Scalable Message Passing Neural Networks: No Need for Attention in Large Graph Representation Learning
This work addresses the scalability and depth limitations of GNNs for large graph representation learning, offering a more efficient alternative to attention-based methods, though it is incremental as it builds on existing message-passing and transformer concepts.
The authors tackled the problem of scaling deep graph neural networks (GNNs) to large graphs by proposing Scalable Message Passing Neural Networks (SMPNNs), which replace attention with convolutional message passing in a transformer-style block, achieving competitive state-of-the-art results in large graph transductive learning and outperforming Graph Transformers without expensive attention mechanisms.

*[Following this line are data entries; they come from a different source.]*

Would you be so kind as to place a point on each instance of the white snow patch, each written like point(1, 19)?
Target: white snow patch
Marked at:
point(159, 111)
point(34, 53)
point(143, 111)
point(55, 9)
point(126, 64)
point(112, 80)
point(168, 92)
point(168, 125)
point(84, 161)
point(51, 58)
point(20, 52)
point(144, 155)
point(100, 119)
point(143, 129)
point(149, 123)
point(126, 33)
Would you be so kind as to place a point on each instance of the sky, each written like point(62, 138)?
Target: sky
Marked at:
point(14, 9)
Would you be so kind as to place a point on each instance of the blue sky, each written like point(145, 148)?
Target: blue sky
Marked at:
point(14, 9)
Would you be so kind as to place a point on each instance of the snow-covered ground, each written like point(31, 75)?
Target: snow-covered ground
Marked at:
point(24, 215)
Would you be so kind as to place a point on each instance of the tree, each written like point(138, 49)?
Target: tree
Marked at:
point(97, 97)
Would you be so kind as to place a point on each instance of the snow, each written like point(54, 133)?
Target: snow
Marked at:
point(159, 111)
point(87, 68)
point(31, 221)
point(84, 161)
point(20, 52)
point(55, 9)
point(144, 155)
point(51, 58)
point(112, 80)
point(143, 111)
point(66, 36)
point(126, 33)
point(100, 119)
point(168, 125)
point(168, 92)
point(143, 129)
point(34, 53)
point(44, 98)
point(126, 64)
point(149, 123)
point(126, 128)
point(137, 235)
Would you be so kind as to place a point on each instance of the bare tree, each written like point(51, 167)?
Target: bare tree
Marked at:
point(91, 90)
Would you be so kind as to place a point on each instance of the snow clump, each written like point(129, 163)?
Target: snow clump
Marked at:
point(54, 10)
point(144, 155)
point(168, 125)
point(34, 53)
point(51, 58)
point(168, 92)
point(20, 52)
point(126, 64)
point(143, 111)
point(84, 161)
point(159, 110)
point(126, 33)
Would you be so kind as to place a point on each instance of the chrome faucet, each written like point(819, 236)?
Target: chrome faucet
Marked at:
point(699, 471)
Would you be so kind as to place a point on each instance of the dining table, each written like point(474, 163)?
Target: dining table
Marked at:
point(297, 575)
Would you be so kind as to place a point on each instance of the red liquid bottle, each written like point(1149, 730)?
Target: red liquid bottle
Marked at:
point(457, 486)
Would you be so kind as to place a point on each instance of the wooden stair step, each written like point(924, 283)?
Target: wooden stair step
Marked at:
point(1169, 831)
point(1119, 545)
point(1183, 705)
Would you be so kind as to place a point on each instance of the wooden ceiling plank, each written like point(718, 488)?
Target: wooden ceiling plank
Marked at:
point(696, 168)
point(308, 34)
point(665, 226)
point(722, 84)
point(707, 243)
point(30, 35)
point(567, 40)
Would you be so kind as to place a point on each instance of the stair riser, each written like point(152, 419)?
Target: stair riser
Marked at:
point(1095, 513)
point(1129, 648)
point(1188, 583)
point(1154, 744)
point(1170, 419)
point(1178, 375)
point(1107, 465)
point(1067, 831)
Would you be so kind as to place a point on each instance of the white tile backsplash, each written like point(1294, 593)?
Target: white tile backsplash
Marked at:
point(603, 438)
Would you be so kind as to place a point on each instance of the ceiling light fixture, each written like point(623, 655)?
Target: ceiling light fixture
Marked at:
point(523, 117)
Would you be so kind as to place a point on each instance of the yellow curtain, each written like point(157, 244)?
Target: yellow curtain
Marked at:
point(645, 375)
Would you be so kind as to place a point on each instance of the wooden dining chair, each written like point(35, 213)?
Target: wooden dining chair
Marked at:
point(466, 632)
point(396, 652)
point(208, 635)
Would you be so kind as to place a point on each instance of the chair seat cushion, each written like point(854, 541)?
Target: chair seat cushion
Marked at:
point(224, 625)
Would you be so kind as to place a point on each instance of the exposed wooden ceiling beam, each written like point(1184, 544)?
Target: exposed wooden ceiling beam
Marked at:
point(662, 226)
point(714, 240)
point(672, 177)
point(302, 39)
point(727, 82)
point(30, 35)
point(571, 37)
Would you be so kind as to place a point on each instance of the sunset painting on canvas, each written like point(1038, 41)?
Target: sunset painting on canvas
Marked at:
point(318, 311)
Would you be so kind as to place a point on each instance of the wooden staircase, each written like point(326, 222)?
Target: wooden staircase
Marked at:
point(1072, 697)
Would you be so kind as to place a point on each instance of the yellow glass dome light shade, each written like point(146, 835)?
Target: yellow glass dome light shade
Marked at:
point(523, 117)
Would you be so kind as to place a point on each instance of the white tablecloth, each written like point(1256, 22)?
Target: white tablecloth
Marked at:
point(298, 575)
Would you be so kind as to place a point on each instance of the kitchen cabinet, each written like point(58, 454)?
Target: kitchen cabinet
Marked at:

We propose Scalable Message Passing Neural Networks (SMPNNs) and demonstrate that, by integrating standard convolutional message passing into a Pre-Layer Normalization Transformer-style block instead of attention, we can produce high-performing deep message-passing-based Graph Neural Networks (GNNs). This modification yields results competitive with the state-of-the-art in large graph transductive learning, particularly outperforming the best Graph Transformers in the literature, without requiring the otherwise computationally and memory-expensive attention mechanism. Our architecture not only scales to large graphs but also makes it possible to construct deep message-passing networks, unlike simple GNNs, which have traditionally been constrained to shallow architectures due to oversmoothing. Moreover, we provide a new theoretical analysis of oversmoothing based on universal approximation which we use to motivate SMPNNs. We show that in the context of graph convolutions, residual connections are necessary for maintaining the universal approximation properties of downstream learners and that removing them can lead to a loss of universality.